If climate change doesn’t bother you, why does Ebola?

Within a week or so, the Ebola “crisis” may be over before it ever started here.

It’s been almost two weeks since Thomas Duncan died and the only two people to have contracted the disease in the United States were two nurses who treated him and both are reportedly on the way to recovery. Over the weekend, a nurse in Spain, who also cared for an Ebola victim, was tested and declared Ebola free. Another aid worker, the one who went through it without publicity, was quietly released — Ebola free — from Emory University Hospital over the weekend.

If you’re keeping score, that’s two people out of 319 million residents of the United States.

The face of Ebola today might as well be Peter Pattakos, a Cleveland attorney who didn’t get it.

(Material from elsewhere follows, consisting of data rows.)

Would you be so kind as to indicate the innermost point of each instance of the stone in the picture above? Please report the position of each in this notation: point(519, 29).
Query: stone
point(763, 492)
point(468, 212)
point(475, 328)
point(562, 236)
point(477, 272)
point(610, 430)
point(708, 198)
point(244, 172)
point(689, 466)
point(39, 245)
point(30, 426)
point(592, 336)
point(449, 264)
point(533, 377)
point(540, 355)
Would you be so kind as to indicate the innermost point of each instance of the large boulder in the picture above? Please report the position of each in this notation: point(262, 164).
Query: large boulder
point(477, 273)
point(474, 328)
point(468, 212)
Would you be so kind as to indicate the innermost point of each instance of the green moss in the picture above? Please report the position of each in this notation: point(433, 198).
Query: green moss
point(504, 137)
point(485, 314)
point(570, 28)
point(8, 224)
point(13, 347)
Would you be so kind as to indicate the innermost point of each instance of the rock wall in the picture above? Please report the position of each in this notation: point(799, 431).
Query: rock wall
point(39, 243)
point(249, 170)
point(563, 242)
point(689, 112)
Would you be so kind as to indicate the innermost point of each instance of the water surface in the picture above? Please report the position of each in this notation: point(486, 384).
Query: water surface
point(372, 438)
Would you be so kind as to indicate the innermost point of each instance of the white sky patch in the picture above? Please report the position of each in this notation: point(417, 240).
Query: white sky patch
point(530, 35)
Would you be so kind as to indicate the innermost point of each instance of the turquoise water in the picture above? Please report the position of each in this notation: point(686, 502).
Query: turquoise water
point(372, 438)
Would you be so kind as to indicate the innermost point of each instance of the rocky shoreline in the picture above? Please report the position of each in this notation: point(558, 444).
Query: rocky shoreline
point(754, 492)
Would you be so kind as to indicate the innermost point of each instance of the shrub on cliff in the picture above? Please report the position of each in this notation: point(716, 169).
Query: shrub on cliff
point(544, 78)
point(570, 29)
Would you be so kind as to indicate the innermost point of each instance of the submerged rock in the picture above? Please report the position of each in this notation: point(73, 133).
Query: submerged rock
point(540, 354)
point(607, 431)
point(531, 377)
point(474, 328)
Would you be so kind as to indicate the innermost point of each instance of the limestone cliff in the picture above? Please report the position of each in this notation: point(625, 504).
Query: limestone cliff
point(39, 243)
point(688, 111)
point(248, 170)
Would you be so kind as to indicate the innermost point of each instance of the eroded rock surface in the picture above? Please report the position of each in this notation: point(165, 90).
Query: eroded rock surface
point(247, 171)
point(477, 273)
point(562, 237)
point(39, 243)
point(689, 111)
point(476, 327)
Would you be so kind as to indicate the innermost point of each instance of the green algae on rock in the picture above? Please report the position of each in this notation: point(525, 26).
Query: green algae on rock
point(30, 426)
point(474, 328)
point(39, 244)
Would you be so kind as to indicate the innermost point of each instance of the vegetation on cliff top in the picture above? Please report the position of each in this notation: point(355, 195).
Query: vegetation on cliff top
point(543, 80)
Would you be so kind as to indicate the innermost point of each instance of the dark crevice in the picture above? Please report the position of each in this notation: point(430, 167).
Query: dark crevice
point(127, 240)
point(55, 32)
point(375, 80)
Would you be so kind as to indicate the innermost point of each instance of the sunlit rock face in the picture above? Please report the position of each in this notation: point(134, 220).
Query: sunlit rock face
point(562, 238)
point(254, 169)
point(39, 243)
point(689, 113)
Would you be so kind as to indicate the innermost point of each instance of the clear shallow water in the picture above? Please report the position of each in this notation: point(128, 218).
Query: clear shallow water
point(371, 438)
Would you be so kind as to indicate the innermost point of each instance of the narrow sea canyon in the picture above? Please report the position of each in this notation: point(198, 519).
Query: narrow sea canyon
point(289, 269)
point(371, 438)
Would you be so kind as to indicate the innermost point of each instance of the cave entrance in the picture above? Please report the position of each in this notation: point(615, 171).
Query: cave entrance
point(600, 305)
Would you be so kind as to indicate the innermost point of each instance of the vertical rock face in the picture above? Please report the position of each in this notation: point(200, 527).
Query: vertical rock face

He spent 20 minutes in a bridal shop getting fitted with a tux the other day, the same bridal shop visited by Amber Joy Vinson, the nurse who took a flight to Cleveland from Dallas when she apparently showed Ebola symptoms.

“I thought, ‘Oh, that’s interesting,'” Pattakos tells the Cleveland Plain Dealer. And there any fear stopped.

“I didn’t exchange any bodily fluids with anyone, so I’m not worried about it,” he said. “I’m much more likely to be mistakenly killed by a police officer in this country than to be killed by Ebola, even if you were in the same bridal shop.”

“I wish people would freak out this much about climate change,” he said. “It’s one of those problems that’s real easy for the media to cover, rather than some of those other problems that people should be more concerned with.”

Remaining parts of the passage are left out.